2014 Model Toyota Corolla Price And Information

2014 Model Toyota Corolla Price And Information

View dozens of detailed pictures that accompany our 2014 Toyota Corolla article with close-up photos of exterior and interior features.
2014 Model Toyota Corolla Price And Information
 Official 2014 Toyota Corolla site .
All-new Corolla 2014 is longer, adds a 40-mpg Eco model, and takes styling cues from the Furia concept. Read the story and see photos at Car and Driver.
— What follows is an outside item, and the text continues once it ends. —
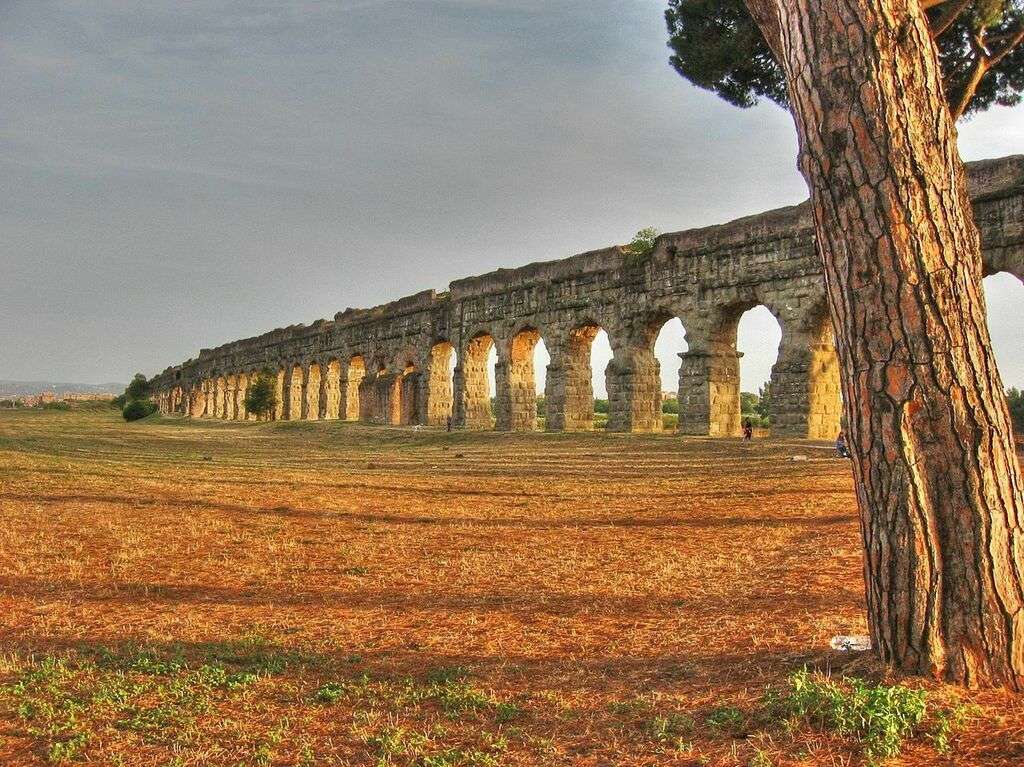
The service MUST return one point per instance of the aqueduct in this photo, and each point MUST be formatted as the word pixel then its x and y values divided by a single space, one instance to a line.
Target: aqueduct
pixel 392 364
News that quickens the pulses of actuaries everywhere: A new Corolla is shipping to dealerships from Toyota factories in Mississippi and Canada. We've finally driven the 11th-generation 2014 model, and, well, it's a Corolla. A quieter, bigger one with better seats, a smoother ride, crisper steering, a “seven-speed” CVT function that's actually preferable to a traditional automatic, and a special fuel-sipper model rated at 42 mpg. It’s all wrapped in styling that merits the use of the word, and it’s packed with the infotainment features modern marketing demands.
Parked alongside last year's model under San Diego's high August sun, the new Corolla glistens handsomely, looking less like that Nokia candy-bar phone your mother still uses. For all the standard LED headlamps and crisp folds, though, the creative metal bending stops well short of the inspiring Furia concept on which the production model is based. The 2014 Corolla comes only as a sedan—memories of Corolla hatchbacks, wagons, and coupes remain in history's dustbin alongside the hot-hatch hatch FX16 and rear-drive AE86.
Quieter, Smoother
A 3.9-inch wheelbase extension smoothes out sharp ride motions and expands rear-seat legroom—by Toyota's measure, there are 5.1 additional inches of space for stems in the back. The front seats are a significant improvement; the S model's bigger bolsters feel awfully soft for a “sport seat,” but the entire range has added thigh, lumbar, and lateral support. That will make journeys longer than a typical commute less punishing, as will sound-insulating measures (seals, insulation, glass) and the longer overdrive ratios that quell highway hubbub.
The Corolla's traditional L, LE, and S models use a carry-over 1.8-liter twin-cam VVTi four-cylinder, rated at the same 132 hp as it was last year. Efforts were made to minimize mass, but curb weight rises with the added length. You might anticipate a commensurate loss of performance, but the car feels a tad livelier. Credit the pair of new transmissions: a CVT for the shiftless, which offers a “stepped seven-speed” function in S models, and a fresh six-speed manual. Clutch-pedal availability is limited strictly to frugal-minded buyers of the base L model or the indulgent experience seekers who opt for a nearly loaded S.